Edit 2022-03-25: The tool is part of something bigger! Read more in a separate post.
Recently, I built a PDF-viewer that mimicks Powerpoint's presenter view. Among other things, it shows slide notes next to the corresponding slides. But, since I continue using Powerpoint to create the slides I also continue writing down slide notes in Powerpoint. That's why I needed a way to extract the slide notes from Powerpoint presentation files and convert them to a text file that my PDF-viewer accepts.
The result is a Bash script that requires xmlstarlet
(sudo apt install xmlstarlet
). Usage is pretty straight forward:
extractnotespptx /path/to/presentation.pptx
It produces a file /path/to/presentation.notes
containing all the slide notes in the format that is required by the presenterview-detached
:
#1
Lorem ipsum...
#2
Further bla bla
...
Under the hood¶
Continue reading if you want to know how its done. The complete script can be found on github.
Unzip PPTX¶
Fortunately, pptx
-files are just zip
-files containing a bunch of XML-files. Inside an unzipped pptx
you can find a folder ppt/notesSlides
and a number of XML-files called notesSlides1.xml
, notesSlides2.xml
, notesSlides3.xml
, and so on. These contain the notes that were added to the slides. Notice that the number in the file name doesn't match a slide, i.e. notesSlides13.xml
may contain the notes you added to slide number 22.
Extract Notes From XML¶
The above-mentioned XML-files have two interesting fields: /p:notes/p:cSld/p:spTree/p:sp/p:txBody/a:p/a:fld[@type='slidenum']/a:t
and /p:notes/p:cSld/p:spTree/p:sp/p:txBody/a:p
. The former contains the number of the slide to which the notes belong and the latter contains a lot of subfields with the actual slide notes.
Using xmlstarlet
, you can easily extract the contents: xmlstarlet sel -t -m "//a:fld[@type='slidenum']" -v .

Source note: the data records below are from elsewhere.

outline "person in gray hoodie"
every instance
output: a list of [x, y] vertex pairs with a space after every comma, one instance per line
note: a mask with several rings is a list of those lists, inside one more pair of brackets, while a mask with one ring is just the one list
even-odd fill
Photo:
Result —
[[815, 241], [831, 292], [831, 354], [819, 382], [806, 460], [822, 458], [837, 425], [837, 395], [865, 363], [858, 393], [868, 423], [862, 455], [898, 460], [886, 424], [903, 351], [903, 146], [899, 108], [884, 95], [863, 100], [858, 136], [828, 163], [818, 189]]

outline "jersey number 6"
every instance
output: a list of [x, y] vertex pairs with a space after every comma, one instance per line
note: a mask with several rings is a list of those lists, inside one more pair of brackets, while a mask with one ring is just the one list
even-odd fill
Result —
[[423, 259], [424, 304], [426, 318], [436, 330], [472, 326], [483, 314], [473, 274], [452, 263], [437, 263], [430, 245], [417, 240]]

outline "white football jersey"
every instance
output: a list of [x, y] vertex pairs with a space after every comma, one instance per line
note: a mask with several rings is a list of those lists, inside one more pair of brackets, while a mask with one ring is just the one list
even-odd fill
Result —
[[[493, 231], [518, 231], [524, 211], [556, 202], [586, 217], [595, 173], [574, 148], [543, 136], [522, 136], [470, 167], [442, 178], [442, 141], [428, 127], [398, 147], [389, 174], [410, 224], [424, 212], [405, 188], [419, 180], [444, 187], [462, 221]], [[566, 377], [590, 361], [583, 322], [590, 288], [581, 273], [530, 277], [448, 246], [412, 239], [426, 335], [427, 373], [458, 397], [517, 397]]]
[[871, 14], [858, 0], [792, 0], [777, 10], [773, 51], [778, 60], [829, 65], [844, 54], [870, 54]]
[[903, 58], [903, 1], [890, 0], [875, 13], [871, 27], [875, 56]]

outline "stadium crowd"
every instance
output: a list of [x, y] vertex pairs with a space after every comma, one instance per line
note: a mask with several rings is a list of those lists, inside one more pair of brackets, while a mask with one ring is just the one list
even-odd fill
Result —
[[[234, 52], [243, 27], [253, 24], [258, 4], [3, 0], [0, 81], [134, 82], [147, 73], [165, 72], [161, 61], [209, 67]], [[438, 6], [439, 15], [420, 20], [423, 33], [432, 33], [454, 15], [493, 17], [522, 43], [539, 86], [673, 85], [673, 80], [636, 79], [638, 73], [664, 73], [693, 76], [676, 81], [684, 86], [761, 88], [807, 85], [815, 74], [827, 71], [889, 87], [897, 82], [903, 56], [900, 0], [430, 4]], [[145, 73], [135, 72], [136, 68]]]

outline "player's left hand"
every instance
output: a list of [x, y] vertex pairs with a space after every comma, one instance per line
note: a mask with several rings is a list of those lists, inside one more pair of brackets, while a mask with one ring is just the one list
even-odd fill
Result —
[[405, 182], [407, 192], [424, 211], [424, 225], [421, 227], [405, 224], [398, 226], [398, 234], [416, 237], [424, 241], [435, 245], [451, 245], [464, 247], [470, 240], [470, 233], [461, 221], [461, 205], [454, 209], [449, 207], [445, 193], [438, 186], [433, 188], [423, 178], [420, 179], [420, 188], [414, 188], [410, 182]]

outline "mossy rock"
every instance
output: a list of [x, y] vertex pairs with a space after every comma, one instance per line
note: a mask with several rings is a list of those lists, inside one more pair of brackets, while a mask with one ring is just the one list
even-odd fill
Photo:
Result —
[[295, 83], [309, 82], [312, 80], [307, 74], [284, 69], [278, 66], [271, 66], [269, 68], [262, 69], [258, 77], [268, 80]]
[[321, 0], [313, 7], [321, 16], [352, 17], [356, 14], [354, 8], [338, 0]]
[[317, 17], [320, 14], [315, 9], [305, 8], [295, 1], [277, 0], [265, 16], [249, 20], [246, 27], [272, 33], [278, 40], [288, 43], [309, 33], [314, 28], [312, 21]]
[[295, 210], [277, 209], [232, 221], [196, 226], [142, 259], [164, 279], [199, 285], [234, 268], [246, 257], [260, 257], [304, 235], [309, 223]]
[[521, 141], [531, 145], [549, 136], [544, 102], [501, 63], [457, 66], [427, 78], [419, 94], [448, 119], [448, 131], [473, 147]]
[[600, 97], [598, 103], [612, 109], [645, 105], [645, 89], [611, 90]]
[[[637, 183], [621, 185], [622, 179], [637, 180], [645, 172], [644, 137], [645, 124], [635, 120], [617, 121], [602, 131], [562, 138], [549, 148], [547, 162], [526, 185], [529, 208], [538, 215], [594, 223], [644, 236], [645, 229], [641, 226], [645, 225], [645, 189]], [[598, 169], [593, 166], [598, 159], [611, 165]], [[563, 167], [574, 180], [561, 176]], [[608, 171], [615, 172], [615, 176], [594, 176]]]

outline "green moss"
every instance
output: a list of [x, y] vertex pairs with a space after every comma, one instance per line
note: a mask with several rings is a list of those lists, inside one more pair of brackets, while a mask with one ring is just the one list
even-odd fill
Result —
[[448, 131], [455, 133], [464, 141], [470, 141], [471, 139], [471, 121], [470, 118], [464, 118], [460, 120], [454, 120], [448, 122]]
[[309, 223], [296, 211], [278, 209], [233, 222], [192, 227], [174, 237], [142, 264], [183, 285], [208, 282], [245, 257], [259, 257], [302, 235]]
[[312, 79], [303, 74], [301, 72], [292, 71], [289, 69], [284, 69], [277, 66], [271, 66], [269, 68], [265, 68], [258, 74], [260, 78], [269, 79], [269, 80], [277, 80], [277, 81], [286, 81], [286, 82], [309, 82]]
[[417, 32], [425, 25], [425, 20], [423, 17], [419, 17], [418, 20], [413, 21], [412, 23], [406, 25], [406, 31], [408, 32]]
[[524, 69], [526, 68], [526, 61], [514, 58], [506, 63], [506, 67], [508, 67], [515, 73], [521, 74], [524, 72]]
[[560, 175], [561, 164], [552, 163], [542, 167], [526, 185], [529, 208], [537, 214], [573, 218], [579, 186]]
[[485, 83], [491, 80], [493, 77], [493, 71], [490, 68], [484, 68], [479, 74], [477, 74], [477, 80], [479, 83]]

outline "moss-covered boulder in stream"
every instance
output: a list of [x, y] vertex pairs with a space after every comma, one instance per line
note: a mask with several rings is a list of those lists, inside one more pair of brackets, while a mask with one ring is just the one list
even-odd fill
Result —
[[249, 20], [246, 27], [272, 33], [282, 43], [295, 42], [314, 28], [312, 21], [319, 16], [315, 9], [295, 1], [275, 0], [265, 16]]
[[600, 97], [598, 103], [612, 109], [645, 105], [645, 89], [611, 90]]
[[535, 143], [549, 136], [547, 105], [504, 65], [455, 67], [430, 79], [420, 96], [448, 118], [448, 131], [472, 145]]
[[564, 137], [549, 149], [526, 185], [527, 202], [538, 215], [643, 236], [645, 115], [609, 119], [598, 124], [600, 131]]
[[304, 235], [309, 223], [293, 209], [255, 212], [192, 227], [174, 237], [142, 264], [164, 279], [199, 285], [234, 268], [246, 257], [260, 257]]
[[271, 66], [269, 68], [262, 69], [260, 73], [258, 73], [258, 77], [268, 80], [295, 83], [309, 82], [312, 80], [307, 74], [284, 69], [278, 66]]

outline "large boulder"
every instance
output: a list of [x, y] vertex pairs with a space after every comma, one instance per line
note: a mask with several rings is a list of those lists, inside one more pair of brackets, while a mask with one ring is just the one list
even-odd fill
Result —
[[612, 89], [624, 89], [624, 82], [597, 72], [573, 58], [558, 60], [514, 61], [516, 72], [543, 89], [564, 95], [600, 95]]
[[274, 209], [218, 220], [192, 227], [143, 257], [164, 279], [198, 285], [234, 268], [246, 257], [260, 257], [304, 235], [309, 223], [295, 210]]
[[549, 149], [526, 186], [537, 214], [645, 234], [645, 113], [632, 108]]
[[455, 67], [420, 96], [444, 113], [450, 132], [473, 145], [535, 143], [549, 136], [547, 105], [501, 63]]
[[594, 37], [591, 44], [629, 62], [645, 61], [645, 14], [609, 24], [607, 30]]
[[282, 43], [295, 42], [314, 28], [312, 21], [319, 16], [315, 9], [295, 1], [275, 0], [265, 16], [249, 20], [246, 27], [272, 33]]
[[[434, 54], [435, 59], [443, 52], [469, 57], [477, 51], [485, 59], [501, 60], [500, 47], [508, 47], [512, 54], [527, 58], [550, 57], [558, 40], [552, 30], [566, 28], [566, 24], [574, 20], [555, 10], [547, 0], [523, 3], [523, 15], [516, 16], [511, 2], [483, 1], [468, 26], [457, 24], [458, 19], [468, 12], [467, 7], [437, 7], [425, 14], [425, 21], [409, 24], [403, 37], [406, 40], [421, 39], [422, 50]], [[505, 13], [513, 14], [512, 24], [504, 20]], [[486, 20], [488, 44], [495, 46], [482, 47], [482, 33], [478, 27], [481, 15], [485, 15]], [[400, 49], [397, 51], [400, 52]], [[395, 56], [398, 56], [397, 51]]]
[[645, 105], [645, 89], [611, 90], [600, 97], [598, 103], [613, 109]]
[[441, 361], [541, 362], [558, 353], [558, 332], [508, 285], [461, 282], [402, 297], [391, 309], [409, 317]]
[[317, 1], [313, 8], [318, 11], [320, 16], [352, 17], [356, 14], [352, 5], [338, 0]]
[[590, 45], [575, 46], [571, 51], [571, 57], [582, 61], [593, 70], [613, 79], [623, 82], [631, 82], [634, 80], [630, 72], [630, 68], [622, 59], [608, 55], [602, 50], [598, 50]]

gives you the slide number and xmlstarlet sel -t -m "//p:txBody//a:p[.//a:r//a:t]" -v . -n
extracts the actual note text spread across several lines, one for each XML subfield.
The final script collects these things in an associative Bash array, sorts everything based on array keys, i.e. slide numbers, and writes out a Markdown file that is needed for the presenterview-detached
.